Sandeep Acharya (he/his)’s Post

A close friend of mine was injured in a traumatic incident on his way to work in midtown Manhattan. He needed help. He tried to find a therapist. The search was so difficult that he gave up. He didn't try again for seven years. And during that time, he suffered deeply. This is why I founded Octave. No one should have to struggle alone for years. We should make it as easy as possible for people to find a great therapist. But ghost networks, or directories where most of the therapists aren’t actually available, stand in the way. They give the illusion of support, but leave people stranded instead. Ghost networks have been a known problem for years. It’s been shrugged off as an unrepairable repercussion of the system. That's finally changing. Recently New York's AG announced a $2.5M settlement with Emblem Health after finding 80% of their listed mental health providers were effectively unavailable. Eighty percent!! The fines are coming and the compliance clock ticks on. Fixing the infrastructure can get rid of ghost networks for good. Directories are static. Provider availability isn't. A clinician's schedule can go from wide open to full in under a week. No health plan wants to mislead their patients. They just lack the technology to keep up. The fix exists. Real-time scheduling APIs can turn a static directory into a live one. Several plans are already doing it. Beth Jacobson and I wrote about what's driving this shift and what plans can actually do about it in Becker's Healthcare. Link in the comments.

Sandeep Acharya (he/his), this resonates deeply. The story of your friend giving up for seven years is the part that stays with me. It is a stark reminder that there are people behind every data point, and a directory that looks complete but is not actionable fails them when they are most vulnerable. As someone who has spent years architecting enterprise infrastructure and compliance strategies, this reads like a classic case of static systems failing real-time operational reality. The fix is not incremental. It is architectural. Real-time API orchestration, strong data governance, and continuous verification baked into the system rather than bolted on after the fact. Especially now that the REAL Act is making directory accuracy a federally mandated, publicly scored obligation, treating this like a quarterly project is no longer an option. Great piece. Curious whether you and Beth see the next wave of pressure coming from state AGs, CMS accuracy scoring, or member-led litigation.

Raise your hand if you've been personally impacted by ghost networks: 🙋♀️ A few of years ago when I was trying to find a therapist, I couldn't believe how many numbers I ended up calling directed me to everywhere but a Californian therapist's office. But I sure did reach clinics in Minnesota, Ohio, North Dakota... you name it. So glad something is being done about this!

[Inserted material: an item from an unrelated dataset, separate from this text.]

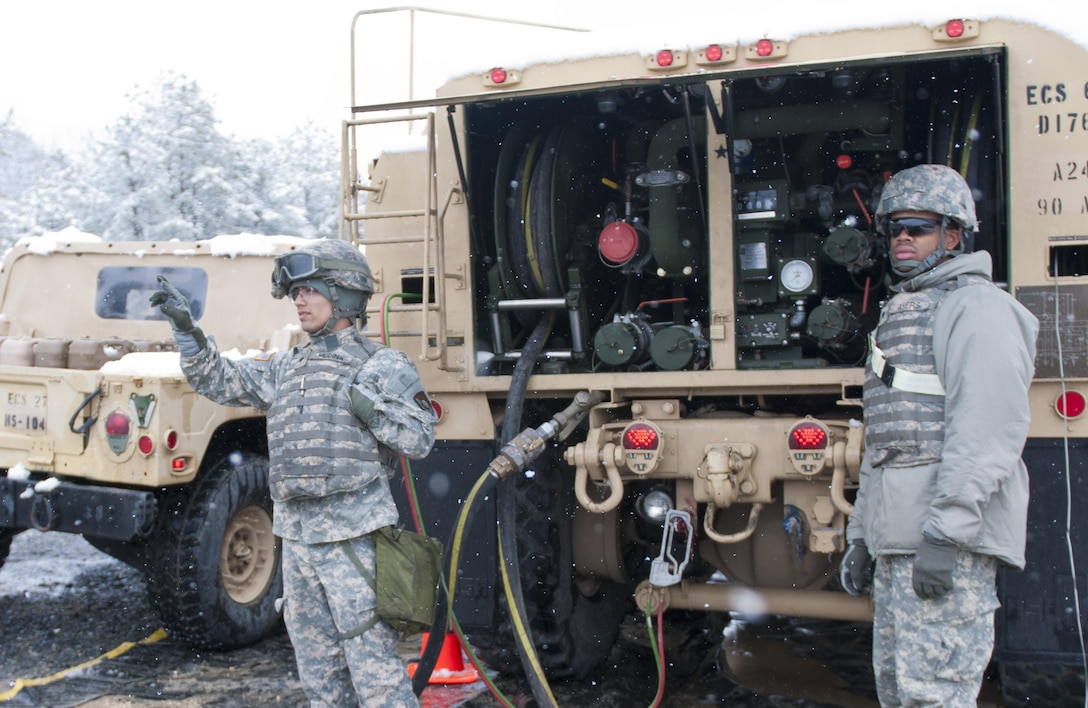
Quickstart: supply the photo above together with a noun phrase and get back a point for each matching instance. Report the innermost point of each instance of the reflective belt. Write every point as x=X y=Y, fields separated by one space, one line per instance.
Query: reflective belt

Ghost networks are the supply-side version of a problem that shows up on the demand side too. Facilities that appear reachable but can't actually convert the call into an admission. The illusion of access costs people in both directions. Seven years is a long time to wait because the infrastructure made it look like help existed.

The problem is insane but excited about the way you and Beth are sharing the roadmap for actually changing it.

Wow, 80%. I'm still processing that. How many people reached out for help and ran into a dead-end? It's heartbreaking and truly unacceptable. So grateful for the work you are doing to push this conversation - and possible solutions - forward.

Thank you Sandeep for sharing this moving story about the very real negative impact ghost networks have on people. I appreciate co-authoring this piece with you. With accelerating legal pressure, it's so important to raise awareness about the solutions that exist to fix this problem.